Gene Set Enrichment Analysis (GSEA)

Gene Set Enrichment Analysis (GSEA) is a computational method that determines whether an a priori defined set of genes (gene sets) shows statistically significant, concordant differences between two biological conditions. 

GSEA has two modes:

  • Classic mode (recommended): User will input normalized  gene expression values as GCT/GMT files. This should include all or most (after removal of low signal genes) of the genes that were included in the experiment. GSEA ranks genes based on differences between conditions. Genes on the top part of the ranked list are over expressed in condition1 and genes on the bottom part of the ranked list are under expressed in condition2. GSEA will identify gene sets that are enriched (overrepresented) among the highest and lowest ranked genes as postively and negatively enriched gene sets respectively.
  • Pre-ranked mode: User will input a list of genes, already ranked by something like fold change or pvalue in RNK file format. This should include all or most (after removal of low signal genes) of the genes that were included in the experiment.  Genes on the top part of the ranked list are over expressed in condition1 and genes on the bottom part of the ranked list are under expressed in condition2. GSEA will identify gene sets that are enriched (overrepresented) among the highest and lowest ranked genes as postively and negatively enriched gene sets respectively.

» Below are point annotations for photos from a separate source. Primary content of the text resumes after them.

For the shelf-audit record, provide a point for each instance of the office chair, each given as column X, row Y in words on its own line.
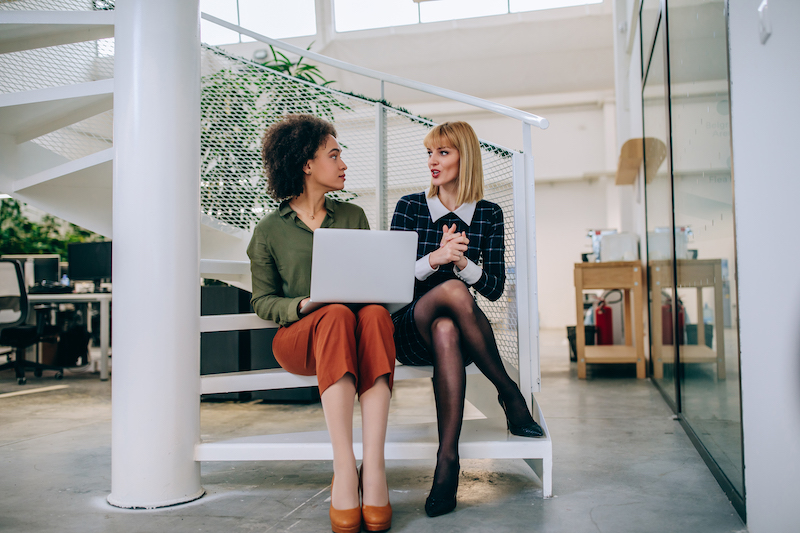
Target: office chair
column 13, row 330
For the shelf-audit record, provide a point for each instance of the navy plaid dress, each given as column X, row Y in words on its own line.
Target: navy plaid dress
column 486, row 248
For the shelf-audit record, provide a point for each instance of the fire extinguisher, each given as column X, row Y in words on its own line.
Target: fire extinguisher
column 666, row 322
column 604, row 323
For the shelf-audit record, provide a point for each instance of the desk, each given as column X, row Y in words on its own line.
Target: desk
column 103, row 298
column 624, row 275
column 696, row 273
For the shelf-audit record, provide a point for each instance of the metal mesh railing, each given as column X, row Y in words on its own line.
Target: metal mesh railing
column 241, row 99
column 82, row 138
column 54, row 66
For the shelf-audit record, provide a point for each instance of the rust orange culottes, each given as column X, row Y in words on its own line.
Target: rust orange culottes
column 334, row 341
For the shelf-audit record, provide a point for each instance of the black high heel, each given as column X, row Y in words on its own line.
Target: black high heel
column 439, row 505
column 531, row 430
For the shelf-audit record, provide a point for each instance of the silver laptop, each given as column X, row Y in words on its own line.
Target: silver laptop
column 353, row 266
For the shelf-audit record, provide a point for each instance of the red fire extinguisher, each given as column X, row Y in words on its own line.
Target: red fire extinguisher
column 604, row 323
column 666, row 322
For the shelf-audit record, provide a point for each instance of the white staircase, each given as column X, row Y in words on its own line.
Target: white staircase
column 57, row 154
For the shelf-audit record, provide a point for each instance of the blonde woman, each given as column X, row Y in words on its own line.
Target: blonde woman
column 458, row 231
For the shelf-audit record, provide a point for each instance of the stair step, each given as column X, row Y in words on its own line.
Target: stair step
column 31, row 114
column 78, row 191
column 480, row 439
column 27, row 30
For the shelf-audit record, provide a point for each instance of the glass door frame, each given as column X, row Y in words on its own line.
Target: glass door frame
column 662, row 25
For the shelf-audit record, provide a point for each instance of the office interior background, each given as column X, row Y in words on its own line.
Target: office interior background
column 671, row 123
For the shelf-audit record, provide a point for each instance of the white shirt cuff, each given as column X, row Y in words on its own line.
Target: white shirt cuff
column 423, row 269
column 471, row 273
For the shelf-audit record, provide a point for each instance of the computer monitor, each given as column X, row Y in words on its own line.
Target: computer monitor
column 90, row 261
column 46, row 267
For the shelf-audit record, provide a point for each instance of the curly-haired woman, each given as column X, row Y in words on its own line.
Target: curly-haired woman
column 348, row 352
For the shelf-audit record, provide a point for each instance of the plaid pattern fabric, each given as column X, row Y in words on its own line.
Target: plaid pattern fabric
column 486, row 249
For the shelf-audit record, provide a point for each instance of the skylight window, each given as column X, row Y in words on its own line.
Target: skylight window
column 278, row 19
column 351, row 15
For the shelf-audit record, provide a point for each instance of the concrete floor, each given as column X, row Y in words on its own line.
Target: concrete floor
column 621, row 464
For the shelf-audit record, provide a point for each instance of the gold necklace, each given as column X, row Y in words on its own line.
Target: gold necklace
column 309, row 215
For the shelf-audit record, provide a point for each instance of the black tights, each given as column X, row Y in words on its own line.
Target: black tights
column 452, row 325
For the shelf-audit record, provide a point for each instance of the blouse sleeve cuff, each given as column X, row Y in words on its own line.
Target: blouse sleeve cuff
column 423, row 269
column 471, row 273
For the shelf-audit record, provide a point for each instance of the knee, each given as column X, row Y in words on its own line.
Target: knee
column 339, row 314
column 457, row 294
column 444, row 332
column 374, row 315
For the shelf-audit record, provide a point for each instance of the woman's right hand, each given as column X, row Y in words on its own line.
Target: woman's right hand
column 451, row 249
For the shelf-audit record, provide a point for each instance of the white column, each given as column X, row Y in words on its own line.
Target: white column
column 156, row 384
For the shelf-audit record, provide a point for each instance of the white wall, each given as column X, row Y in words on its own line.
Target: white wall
column 765, row 113
column 564, row 211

GSEA can be downloaded here.

Let's run GSEA in classic mode using these example files (file has been subset to include only 4000 genes to speed up the process).


GSEA OUTPUT:

From GSEA documentation:

"The primary result of the gene set enrichment analysis is the enrichment score (ES), which reflects the degree to which a gene set is overrepresented at the top or bottom of a ranked list of genes. GSEA calculates the ES by walking down the ranked list of genes, increasing a running-sum statistic when a gene is in the gene set and decreasing it when it is not. The ES is the maximum deviation from zero encountered in walking the list. A positive ES indicates gene set enrichment at the top of the ranked list; a negative ES indicates gene set enrichment at the bottom of the ranked list."

Enrichment Score

"The top portion of the plot shows the running ES for the gene set as the analysis walks down the ranked list. The score at the peak of the plot (the score furthest from 0.0) is the ES for the gene set. Gene sets with a distinct peak at the beginning (such as the one shown here) or end of the ranked list are generally the most interesting."